Aanpassen (aan) eigen organisatie

Uit de ervaringen is gebleken dat de overwegingen om bouworganisatievormen met UAV-gc als contractvorm te gebruiken was gelegen in niet project of organisatie gerelateerde overwegingen. Maak overwegingen op basis van de eigen kracht, niet op basis van omstandigheden of andere organisaties, zoals naar voren is gekomen in de projectevaluaties.
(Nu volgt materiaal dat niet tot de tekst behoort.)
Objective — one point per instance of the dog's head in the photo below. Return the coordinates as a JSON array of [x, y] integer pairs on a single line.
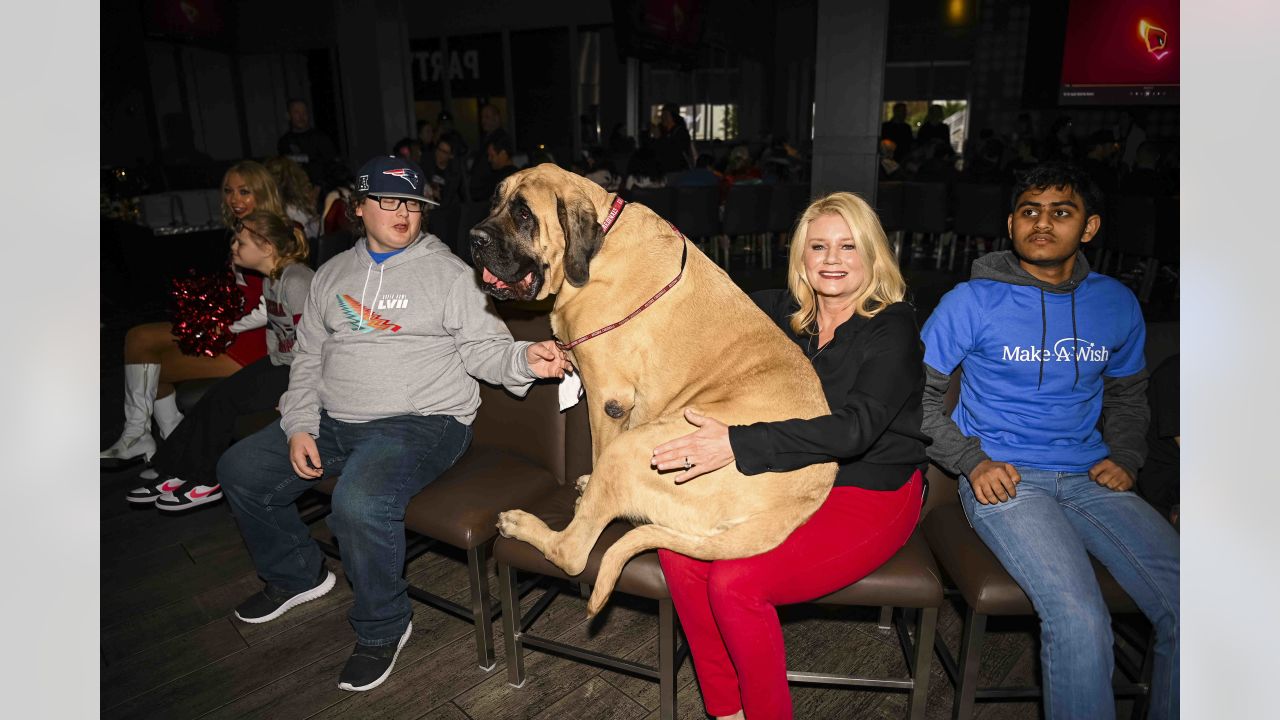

En wanneer blijkt dat er alsnog wijzigingen of aanvullingen in de organisatie nodig zijn, is het goed om dat vroegtijdig te faciliteren. Van aanpassen van de bezetting tot het opwaarderen van competenties en van de inbreng van kennis en kunde tot het mogelijk maken van opleidingen.

Van meer controle naar meer contact

Systeemgerichte Contractbeheersing is een prima controlemiddel. Controle die als gevolg van het ‘kopen van een

belofte’ (Dorée, 1999) al eeuwenlang is ingeburgerd. Deze systeemgerichte contractbeheersing wordt door de

provincie Groningen met name gebruikt in combinatie met producttoetsen. Hierdoor wordt deze manier van controleren sterk reactief in het proces. Door, met behoud van ieders taak en verantwoordelijkheid, eerder mogelijke knelpunten te signaleren en hierop in te spelen, kunnen faalkosten zoveel mogelijk worden voorkomen. Het eerder signaleren van deze knelpunten kan worden georganiseerd in bijvoorbeeld voortgangsoverleggen tussen de opdrachtgever en de opdrachtnemer met name tijdens het proces van vormgeven bij bouworganisatievormen met UAV-gc als contractvorm. Hiermee wordt de manier van organiseren proactief in plaats van reactief. Bovendien kan dan Systeemgerichte Contractbeheersing worden gebruikt als controlemiddel om te toetsen of afspraken uit de voortgangsoverleggen worden nagekomen, door zowel de opdrachtgever als de opdrachtnemer.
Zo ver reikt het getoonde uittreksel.